Outside the Big Saver Foods market in the small Los Angeles neighborhood of El Sereno, a cluster of sidewalk vendors wait in the parking lot for hungry customers to finish their shopping and stop by for a pupusa or an agua fresca. Follow the tantalizing scent of smoke and grilled chicken that wafts through the air, and you’ll arrive at Pollos Asado El Jaimito, where vendor Jaimie Trujillo is cooking up whole, spatchcocked birds on his outdoor grill.
Trujillo has been making his living as a street vendor in L.A. for three years, but he has only been setting up at this spot for a couple of months. At his previous location, local authorities sometimes cracked down on him for operating without a vending permit. Once, he even had to run and hide from them, lugging his entire grill full of chickens with him on foot so it wouldn’t be confiscated.
Still, Trujillo hasn’t tried to get a permit, because of the warnings he’s heard from other vendors. “They say it’s very difficult, because you need permission, kitchen licenses, and all these permits,” he says in Spanish.
Trujillo’s situation isn’t an uncommon one for street vendors in L.A., where the practice of selling food outdoors has been strictly regulated since tamaleros from Mexico and Chinese immigrants operating pushcarts became commonplace in the city around the turn of the 20th Century.
Even though vending was technically legalized in California in 2018, state public health laws still make it almost impossible for most local vendors to get the permits they need to sell food in the formal economy, requiring extensive (and expensive) cart setups and prohibiting tasks like reheating food or cutting fruit.
Now, some advocates and politicians are pushing to overhaul the state’s outdated food code as part of a long-standing struggle to protect vendors from harassment, fines, and legal troubles. But others worry the proposed regulations don’t prioritize food safety enough to protect consumers.
It’s a battle that has been playing out for years in the many major U.S. cities where vending is either banned or strictly regulated. After street food carts were legalized in Chicago in 2015, advocates had to fight to lower steep licensing fines, and vendors in the city still aren’t allowed to prepare food on their carts or at home. In New York, vendors are pushing to reform a system where they can pay upwards of $20,000 for one of a limited number of permits on the black market.
In L.A., where carts selling chili-topped fruits, pupusas, and tacos can be found on almost every corner, the vendor-led campaign to legalize street food began when a group of women in Boyle Heights started speaking out against vendor harassment in 2008. A decade later, after years of protests and packed city council meetings, both the state and city made vending legal, and L.A. handed out its first vending permit in 2020.
“The general population really got behind it, because people love their vendors. And it made no sense for them to be cited,” says Carla De Paz, an organizer with Community Power Collective, which currently works with about 2,500 vendors in L.A.

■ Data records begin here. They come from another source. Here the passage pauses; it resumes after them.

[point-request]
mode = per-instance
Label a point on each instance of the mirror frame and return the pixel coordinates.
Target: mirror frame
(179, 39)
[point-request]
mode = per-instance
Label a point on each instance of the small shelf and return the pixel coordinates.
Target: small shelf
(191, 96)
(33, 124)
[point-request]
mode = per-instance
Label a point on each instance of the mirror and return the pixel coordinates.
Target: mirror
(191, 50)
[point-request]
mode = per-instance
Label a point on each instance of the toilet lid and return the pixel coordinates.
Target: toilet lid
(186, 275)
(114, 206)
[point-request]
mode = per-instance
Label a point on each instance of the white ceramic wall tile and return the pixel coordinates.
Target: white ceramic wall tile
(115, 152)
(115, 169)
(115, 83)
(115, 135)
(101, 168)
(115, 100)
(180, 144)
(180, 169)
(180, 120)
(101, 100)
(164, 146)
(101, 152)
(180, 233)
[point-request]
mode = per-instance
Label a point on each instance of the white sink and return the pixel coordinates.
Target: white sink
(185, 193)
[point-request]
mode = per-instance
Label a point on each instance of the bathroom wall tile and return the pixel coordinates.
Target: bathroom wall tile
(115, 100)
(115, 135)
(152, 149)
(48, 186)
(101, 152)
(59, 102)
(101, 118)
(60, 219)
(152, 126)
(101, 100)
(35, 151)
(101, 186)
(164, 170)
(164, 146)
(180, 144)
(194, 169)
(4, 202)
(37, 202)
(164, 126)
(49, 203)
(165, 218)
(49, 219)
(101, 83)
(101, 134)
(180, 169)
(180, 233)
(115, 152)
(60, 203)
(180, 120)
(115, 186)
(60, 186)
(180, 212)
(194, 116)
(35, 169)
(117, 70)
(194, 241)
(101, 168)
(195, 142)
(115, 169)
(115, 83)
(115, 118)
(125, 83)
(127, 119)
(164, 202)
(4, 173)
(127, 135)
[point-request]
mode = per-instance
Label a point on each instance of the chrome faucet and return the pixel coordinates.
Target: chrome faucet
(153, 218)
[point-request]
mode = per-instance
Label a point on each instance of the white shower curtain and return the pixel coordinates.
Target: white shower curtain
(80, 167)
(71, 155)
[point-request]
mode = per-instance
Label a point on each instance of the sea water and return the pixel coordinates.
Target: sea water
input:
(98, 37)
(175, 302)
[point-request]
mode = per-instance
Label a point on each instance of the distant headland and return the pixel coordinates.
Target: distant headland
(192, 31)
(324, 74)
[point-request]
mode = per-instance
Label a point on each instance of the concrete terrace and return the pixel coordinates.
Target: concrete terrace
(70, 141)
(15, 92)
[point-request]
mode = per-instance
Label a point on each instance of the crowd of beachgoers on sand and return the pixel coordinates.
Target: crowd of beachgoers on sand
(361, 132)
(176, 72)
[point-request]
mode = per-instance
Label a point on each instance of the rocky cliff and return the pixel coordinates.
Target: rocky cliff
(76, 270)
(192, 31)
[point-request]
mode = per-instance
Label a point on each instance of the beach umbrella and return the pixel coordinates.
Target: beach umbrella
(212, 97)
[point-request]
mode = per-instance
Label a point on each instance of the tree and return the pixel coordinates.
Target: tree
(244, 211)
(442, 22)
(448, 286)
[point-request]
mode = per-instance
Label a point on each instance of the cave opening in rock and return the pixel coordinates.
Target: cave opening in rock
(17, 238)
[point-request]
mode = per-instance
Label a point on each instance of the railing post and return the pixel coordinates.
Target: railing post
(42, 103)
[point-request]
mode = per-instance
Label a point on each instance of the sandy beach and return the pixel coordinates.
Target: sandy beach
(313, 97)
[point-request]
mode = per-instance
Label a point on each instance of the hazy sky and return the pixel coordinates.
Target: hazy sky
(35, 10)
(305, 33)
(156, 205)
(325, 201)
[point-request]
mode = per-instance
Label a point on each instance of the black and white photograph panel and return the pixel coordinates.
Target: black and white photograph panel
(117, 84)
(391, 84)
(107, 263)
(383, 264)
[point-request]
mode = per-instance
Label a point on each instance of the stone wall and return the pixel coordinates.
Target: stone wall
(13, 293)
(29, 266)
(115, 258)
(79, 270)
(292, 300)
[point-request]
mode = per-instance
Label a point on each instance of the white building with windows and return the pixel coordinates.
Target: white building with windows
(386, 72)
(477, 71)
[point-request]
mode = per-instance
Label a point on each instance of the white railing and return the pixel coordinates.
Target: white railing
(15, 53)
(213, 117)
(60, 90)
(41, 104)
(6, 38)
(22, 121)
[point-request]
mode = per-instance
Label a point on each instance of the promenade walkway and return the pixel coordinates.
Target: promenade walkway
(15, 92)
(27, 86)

She says that aside from being a critical source of income for those who need alternative options for work—such as seniors, single moms, undocumented individuals, or formerly incarcerated people—vendors are an irreplaceable part of in L.A.’s communities.
“Vendors provide affordable, healthy foods in neighborhoods that sometimes lack resources like grocery stores,” says De Paz. “They also activate space—there are a lot of streets in our neighborhoods that would otherwise be empty and lonely at night.”
Technically Legal, But Cost-Prohibitive
Years after the vending program’s launch, however, only 204 of the estimated 10,000 vendors that occupy L.A.’s sidewalks have received permits, according to the Department of Public Works.
A 2021 report from University of California, Los Angeles (UCLA) and Public Counsel asserted that one of the major reasons permit numbers have remained so low is the inability of vendors to acquire county public health licenses, which are a prerequisite. To obtain a license, vending operations have to comply with the rules for “mobile food facilities” laid out in California’s Retail Food Code.
Written before street vending was legalized, the state code is tailored toward food trucks and catering operations and requires that vendors have things like a three-basin sink, 20 gallons of water on hand at all times, and mechanical exhaust ventilation over hot cooking equipment. It also prohibits tasks like cutting fruit and reheating and hot-holding most foods—essentially banning vendors who sell items like tacos and fresh fruit out of carts.
An example of a compliant, made-to-order taco cart laid out in the report is nearly 17 feet long and is estimated to weigh about 1,200 to 1,800 pounds—if built to code, it would likely block the entire sidewalk.